2. The penalties for late tax returns are:
an initial £100 fixed penalty, which applies even if there is no tax to pay, or if the tax due is paid on time
after three months, additional daily penalties of £10 per day may be charged, up to a maximum of £900
after six months, a further penalty of five per cent of the tax due or £300, whichever is greater
after 12 months, another five per cent or £300 charge, whichever is greater
There are also additional penalties for paying late of five per cent of the tax unpaid at 30 days, six months and 12 months. Interest will be charged on all late payments. Earlier deadlines usually apply for paper returns (generally 31 October after the end of the tax year).
3. See HMRC press statement: Self Assessment deadline: less than one month to go, 5 Jan 2021
5. Taxpayers may also consider reducing the first payment on account for 2020/21. For further information, see our recent article https://www.litrg.org.uk/latest-news/news/201211-worried-about-your-january-2021-tax-bill-hmrc-service-spread-payment-may . Please bear in mind that if you reduce your payments on account below what they should in fact have been you will have to pay interest on the shortfall from the date each payment on account was due and in some cases HMRC may charge a penalty if the reduction is excessive.
6. The LITRG website has comprehensive guidance on most areas of tax and HMRC have many sources of information including webinars, YouTube videos and webchat facilities, as well as its Self Assessment helpline (0300 200 3310).
7. Provisional figures are those which the taxpayer intends to update once they have final information. The taxpayer is required to declare they have used provisional figures on the tax return and the enquiry window is extended. They should also explain when the final figure can be provided. Estimated figures should be used when they are intended to be final, for example where records have been lost. In either case, the taxpayer should explain on the return why an estimated or provisional figure has been used and seek advice if they are unsure. Taxpayers are expected to take reasonable care in completing their return and to make their best efforts to establish the actual figures before using provisional or estimated figures, otherwise penalties may apply. We provide further information at https://www.litrg.org.uk/tax-guides/tax-basics/enquiries-penalties-appeals-complaints-and-debt/tax-penalties#toc-what-does-reasonable-care-mean-.
8. Low Incomes Tax Reform Group
The LITRG is an initiative of the Chartered Institute of Taxation (CIOT) to give a voice to the unrepresented. Since 1998 LITRG has been working to improve the policy and processes of the tax, tax credits and associated welfare systems for the benefit of those on low incomes.

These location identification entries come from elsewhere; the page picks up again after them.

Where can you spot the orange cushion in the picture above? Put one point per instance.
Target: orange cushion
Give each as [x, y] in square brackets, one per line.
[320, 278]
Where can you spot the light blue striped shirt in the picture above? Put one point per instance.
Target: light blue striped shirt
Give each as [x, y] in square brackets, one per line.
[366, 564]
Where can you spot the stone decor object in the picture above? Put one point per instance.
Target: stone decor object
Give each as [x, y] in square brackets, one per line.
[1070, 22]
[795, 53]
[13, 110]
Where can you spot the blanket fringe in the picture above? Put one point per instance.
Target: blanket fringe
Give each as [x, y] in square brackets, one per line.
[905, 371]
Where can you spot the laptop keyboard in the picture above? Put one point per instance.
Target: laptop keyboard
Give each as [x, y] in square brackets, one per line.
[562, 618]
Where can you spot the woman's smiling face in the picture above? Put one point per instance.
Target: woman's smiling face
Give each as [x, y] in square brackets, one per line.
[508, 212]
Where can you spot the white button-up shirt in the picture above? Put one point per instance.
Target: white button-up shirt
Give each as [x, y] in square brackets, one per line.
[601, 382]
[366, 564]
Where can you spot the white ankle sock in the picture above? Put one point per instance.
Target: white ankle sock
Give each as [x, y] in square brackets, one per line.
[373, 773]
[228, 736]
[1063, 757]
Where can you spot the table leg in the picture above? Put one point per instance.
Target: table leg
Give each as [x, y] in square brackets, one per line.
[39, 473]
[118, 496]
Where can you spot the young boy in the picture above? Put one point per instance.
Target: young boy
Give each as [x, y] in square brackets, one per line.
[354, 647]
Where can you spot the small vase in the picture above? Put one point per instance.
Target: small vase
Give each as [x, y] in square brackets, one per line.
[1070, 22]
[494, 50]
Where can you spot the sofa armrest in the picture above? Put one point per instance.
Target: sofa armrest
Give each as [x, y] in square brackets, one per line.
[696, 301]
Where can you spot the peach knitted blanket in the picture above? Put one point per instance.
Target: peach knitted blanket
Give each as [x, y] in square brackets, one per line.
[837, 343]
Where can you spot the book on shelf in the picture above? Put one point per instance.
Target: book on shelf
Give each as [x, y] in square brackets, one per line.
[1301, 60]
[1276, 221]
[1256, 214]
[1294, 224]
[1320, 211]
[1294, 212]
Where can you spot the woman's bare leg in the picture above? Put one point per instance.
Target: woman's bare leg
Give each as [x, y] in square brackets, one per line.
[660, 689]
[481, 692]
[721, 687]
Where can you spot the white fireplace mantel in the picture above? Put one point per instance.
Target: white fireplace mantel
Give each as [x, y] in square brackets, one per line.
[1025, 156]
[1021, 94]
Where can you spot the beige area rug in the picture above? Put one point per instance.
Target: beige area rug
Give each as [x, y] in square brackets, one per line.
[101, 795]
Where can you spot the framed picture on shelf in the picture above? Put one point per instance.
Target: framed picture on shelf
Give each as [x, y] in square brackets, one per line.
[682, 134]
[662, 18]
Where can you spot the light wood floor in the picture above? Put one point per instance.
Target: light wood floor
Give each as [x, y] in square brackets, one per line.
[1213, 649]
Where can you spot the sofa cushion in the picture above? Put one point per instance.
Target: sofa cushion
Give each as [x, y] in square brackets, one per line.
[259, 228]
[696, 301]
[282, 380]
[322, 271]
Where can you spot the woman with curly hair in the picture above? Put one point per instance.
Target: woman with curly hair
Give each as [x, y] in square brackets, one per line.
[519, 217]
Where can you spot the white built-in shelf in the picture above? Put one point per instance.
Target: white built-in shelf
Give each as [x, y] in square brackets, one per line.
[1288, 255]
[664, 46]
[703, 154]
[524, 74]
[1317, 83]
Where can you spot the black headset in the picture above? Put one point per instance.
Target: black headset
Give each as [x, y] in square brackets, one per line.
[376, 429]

The CIOT is the leading professional body in the United Kingdom concerned solely with taxation. The CIOT is an educational charity, promoting education and study of the administration and practice of taxation. One of our key aims is to work for a better, more efficient, tax system for all affected by it – taxpayers, their advisers and the authorities. The CIOT’s work covers all aspects of taxation, including direct and indirect taxes and duties. The CIOT’s 19,000 members have the practising title of ‘Chartered Tax Adviser’ and the designatory letters ‘CTA’, to represent the leading tax qualification.